Das quase 30 operações que a Polícia Federal do Amapá realizou no Amapá entre 2004 e 2010 (gestão dos ex-governadores Waldez Góes e Pedro Paulo, pelo menos quatro passaram por dentro da Secretaria de Estado da Saúde (Sesa), levando quatro secretários para a cadeia, mas isso não será objeto de apuração pela CPI da Saúde aprovada esta semana na Assembleia Legislativa do Amapá. A CPI se deterá apenas nos doze meses da gestão do governador Camilo Capiberibe.
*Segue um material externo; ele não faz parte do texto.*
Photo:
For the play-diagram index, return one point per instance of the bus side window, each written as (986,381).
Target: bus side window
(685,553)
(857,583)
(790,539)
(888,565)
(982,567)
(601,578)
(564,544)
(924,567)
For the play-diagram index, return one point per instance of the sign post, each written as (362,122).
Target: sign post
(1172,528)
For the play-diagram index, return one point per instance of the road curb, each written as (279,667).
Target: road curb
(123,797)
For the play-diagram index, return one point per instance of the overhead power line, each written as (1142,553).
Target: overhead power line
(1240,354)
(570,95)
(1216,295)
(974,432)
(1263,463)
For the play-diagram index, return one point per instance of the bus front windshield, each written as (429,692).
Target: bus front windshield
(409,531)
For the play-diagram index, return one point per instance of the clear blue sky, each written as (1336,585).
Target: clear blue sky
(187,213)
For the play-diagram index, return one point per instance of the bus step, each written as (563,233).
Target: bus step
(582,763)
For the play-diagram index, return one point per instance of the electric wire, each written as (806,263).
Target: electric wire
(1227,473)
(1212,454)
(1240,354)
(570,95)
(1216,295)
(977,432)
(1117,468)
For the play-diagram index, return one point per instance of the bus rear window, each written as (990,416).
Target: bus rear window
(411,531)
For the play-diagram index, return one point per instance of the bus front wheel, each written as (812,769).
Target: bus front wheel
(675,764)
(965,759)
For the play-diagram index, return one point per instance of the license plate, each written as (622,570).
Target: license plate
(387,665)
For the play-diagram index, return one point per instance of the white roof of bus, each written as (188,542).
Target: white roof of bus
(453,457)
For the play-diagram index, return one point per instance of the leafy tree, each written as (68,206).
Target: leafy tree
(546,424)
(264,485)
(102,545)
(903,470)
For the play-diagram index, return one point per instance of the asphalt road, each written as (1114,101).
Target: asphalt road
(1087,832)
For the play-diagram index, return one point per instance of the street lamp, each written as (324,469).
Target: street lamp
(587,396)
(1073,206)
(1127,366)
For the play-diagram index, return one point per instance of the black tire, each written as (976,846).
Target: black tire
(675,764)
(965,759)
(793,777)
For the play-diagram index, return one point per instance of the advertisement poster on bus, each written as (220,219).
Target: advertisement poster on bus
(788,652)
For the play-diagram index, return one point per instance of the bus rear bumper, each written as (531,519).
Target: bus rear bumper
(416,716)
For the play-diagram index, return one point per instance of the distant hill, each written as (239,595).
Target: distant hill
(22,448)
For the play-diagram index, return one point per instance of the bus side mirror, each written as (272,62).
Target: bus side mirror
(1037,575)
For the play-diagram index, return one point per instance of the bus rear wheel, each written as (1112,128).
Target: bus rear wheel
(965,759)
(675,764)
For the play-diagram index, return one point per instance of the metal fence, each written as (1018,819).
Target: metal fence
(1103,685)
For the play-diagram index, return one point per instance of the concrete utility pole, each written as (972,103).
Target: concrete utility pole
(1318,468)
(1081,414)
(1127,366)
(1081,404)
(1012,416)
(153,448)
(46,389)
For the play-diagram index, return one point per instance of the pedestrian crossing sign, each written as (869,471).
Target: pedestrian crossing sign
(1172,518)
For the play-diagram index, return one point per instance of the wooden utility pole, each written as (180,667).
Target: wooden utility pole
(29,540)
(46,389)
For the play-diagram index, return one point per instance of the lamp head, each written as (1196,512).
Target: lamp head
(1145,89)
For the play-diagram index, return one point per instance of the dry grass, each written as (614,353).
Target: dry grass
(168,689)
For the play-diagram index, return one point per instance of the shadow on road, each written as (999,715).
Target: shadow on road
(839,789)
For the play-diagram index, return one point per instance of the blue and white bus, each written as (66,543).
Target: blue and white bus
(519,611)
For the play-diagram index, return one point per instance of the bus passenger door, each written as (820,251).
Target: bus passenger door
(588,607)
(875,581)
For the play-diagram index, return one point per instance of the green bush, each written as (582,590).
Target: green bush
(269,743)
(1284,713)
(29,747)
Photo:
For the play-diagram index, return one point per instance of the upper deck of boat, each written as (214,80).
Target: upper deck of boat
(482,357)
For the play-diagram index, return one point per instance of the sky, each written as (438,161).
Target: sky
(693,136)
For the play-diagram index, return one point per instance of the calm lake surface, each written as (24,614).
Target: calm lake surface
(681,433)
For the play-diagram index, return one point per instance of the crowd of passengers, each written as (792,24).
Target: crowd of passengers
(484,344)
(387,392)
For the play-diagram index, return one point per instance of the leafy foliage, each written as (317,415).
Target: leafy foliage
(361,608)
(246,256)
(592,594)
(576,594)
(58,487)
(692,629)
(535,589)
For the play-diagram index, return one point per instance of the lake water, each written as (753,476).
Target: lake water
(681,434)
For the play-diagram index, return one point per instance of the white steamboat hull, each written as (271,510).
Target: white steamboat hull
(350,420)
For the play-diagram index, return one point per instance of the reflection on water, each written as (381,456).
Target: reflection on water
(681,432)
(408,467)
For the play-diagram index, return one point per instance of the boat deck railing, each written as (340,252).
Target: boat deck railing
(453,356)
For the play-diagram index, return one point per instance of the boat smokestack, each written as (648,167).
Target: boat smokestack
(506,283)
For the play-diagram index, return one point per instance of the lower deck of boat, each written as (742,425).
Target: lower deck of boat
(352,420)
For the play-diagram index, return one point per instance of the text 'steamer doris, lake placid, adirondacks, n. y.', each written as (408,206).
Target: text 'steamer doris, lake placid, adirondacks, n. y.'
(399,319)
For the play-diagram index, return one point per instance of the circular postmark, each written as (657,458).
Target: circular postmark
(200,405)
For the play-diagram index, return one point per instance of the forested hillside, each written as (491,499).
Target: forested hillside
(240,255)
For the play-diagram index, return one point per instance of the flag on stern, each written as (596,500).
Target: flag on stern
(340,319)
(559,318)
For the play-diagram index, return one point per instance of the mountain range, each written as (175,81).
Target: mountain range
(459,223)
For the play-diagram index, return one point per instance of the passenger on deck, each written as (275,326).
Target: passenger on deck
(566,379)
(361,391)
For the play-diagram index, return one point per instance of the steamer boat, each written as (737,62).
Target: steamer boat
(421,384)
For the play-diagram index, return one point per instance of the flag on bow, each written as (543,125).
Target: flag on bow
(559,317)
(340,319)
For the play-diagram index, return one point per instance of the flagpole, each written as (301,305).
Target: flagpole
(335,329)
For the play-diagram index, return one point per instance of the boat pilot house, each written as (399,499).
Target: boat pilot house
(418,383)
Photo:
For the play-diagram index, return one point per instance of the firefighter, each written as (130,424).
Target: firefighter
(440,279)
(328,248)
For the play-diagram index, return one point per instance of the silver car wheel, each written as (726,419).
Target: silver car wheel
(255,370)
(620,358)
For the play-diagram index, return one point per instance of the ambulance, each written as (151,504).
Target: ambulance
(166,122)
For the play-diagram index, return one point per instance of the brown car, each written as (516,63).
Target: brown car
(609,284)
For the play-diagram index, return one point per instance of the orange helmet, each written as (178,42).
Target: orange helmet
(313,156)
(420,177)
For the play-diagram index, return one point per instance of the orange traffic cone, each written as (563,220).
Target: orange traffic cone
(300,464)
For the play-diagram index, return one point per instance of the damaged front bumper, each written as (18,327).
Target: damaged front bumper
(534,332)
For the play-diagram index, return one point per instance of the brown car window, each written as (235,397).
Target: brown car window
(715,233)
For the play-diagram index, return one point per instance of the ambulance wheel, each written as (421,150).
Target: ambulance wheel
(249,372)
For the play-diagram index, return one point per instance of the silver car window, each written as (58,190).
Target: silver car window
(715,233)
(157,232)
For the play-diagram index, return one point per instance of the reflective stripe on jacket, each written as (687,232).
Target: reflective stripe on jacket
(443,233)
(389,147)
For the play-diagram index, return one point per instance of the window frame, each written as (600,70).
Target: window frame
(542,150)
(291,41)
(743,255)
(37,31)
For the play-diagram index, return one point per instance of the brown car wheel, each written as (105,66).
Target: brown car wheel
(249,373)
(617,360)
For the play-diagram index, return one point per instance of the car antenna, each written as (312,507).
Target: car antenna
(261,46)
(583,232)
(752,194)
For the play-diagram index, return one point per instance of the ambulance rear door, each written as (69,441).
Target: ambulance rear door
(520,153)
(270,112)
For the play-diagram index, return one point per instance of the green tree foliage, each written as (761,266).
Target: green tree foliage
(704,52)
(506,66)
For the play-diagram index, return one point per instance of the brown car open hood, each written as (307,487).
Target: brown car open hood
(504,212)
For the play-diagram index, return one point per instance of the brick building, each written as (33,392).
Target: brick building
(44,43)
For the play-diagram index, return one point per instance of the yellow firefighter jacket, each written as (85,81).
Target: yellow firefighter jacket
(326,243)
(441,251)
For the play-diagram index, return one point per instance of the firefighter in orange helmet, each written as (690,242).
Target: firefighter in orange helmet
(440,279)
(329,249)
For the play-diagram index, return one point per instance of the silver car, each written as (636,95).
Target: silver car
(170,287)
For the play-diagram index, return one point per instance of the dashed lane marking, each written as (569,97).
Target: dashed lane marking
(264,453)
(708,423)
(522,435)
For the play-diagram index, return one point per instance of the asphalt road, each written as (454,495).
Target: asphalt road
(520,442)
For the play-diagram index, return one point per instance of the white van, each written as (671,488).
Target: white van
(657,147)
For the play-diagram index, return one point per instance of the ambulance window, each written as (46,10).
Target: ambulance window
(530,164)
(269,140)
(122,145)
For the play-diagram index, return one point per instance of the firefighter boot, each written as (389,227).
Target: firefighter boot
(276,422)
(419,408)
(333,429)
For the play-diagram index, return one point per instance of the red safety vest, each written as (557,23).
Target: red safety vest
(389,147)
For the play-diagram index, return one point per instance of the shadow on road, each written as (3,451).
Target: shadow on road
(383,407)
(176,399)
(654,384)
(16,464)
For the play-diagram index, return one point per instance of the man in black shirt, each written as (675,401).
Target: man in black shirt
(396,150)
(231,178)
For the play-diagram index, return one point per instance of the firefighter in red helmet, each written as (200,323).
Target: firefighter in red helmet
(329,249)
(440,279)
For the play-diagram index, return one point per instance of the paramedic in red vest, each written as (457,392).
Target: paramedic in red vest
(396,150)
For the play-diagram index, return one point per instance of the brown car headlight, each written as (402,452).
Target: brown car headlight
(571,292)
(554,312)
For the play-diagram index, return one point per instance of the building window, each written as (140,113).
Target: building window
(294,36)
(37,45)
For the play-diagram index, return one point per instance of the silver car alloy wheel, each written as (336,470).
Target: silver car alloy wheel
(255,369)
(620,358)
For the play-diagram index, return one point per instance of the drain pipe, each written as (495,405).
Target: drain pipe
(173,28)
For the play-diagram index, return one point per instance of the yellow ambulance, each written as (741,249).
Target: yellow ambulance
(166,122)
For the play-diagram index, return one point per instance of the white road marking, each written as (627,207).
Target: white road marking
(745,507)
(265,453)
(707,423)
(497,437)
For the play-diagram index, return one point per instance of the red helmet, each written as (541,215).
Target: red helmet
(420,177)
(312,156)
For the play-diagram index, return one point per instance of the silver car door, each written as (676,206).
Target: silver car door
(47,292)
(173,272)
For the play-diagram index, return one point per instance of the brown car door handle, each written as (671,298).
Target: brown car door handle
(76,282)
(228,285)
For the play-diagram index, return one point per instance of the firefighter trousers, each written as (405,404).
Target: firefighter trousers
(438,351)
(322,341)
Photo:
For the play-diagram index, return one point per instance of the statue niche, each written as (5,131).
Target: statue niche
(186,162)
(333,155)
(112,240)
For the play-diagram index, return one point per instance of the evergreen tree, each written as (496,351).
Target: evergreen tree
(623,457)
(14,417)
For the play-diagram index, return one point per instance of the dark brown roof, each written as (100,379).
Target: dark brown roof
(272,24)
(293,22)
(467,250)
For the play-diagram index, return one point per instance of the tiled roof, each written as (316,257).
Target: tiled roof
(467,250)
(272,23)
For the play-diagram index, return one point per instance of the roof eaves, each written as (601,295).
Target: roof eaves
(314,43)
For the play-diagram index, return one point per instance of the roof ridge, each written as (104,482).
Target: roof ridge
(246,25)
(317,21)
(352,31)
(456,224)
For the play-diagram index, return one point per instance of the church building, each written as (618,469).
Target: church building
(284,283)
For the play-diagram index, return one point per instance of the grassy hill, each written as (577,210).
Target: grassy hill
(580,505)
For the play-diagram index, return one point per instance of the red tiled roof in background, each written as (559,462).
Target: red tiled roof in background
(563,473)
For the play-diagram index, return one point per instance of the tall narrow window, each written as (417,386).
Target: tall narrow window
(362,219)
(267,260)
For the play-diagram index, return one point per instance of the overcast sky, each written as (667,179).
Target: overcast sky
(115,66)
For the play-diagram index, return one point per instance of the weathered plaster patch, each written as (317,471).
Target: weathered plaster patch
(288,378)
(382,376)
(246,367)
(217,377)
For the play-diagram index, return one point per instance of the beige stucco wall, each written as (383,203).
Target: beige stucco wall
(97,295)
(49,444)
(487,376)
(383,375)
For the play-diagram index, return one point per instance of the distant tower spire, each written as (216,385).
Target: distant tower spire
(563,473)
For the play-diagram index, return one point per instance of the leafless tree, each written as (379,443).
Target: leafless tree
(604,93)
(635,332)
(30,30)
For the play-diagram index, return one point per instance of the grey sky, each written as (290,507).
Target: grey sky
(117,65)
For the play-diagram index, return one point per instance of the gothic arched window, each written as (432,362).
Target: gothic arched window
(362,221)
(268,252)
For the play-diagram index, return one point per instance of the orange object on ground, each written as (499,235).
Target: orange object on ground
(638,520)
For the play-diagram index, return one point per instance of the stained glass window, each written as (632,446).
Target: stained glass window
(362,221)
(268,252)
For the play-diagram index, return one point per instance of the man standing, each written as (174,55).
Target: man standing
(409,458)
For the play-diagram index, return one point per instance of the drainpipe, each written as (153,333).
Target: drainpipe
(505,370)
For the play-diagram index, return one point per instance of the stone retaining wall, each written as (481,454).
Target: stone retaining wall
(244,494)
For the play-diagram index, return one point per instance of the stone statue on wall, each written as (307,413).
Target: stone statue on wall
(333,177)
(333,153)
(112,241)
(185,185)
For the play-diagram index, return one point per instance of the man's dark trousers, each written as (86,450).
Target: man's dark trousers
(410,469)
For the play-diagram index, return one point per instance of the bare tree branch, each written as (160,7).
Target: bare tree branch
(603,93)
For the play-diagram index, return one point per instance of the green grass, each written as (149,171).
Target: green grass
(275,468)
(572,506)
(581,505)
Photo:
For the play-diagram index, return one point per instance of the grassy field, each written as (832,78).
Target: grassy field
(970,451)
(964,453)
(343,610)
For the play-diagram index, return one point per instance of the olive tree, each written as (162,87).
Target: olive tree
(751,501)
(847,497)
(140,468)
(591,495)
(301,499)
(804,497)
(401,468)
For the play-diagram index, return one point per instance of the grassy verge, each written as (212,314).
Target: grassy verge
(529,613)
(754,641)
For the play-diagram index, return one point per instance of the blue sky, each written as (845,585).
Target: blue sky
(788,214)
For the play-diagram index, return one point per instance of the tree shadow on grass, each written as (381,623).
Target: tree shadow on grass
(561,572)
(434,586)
A primeira operação que varreu a Sesa foi Pororoca, ocorrida em 2004, com a prisão de 25 pessoas em três Estados e no Distrito Federal. Entre os presos estava o então secretário Bala Rocha, que atualmente é deputado estadual e emprega em seu gabinete o ex-governador Waldez Góes. Os presos eram acusados de participar de uma quadrilha que fraudou licitações de pelo menos 17 grandes obras pública no Amapá, que juntas, segundo a Polícia Federal, totalizavam R$ 107 milhões.

Em seguida passou pela secretaria a Operação Sanguessuga, que desarticulou uma organização criminosa especializada na prática de crimes contra a ordem tributária e fraude em licitações na área da saúde. Depois veio a Operação Antídoto, com vários desdobramentos, para desmantelar uma quadrilha que fraudava licitações para aquisição de medicamentos. Foram presas 25 pessoas, incluindo dois secretários de Saúde do Amapá.
No dia 10 de setembro de 2010, desembarcaram no Amapá 700 policiais federais para prender uma organização criminosa composta por servidores públicos, agentes políticos e empresários. Os presos são acusados de desviar recursos públicos do Estado e da União. Entre os presos, todos levados para presídio de Brasília, estavam o então governador Pedro Paulo (fora secretário de Saúde) o ex-governador Waldez Góes e a mulher dele, ex-secretária de Estado e atual deputada estadual Marília Góes.

"A Assembleia não vai apurar nada do governo passado para não atingir a "colega" Marília Góes e outros deputados que estão no mandato, disse na terça-feira 6 uma deputada (com compromisso de não ter o nome revelado) ouvida pela Folha. A revelação da deputada faz sentido, pois depoimentos prestados à Polícia Federal (principalmente por Luiz Mário Araujo de Lima e Narciso Bitencourt) são comprometedores contra a mulher do ex-governador. Eles falam em recebimento de dinheiro, compra de fazenda para o pai e um conta pessoal com mais de R$ 1 milhao. Mas nada disso será apurado pelos deputados estaduais do Amapá.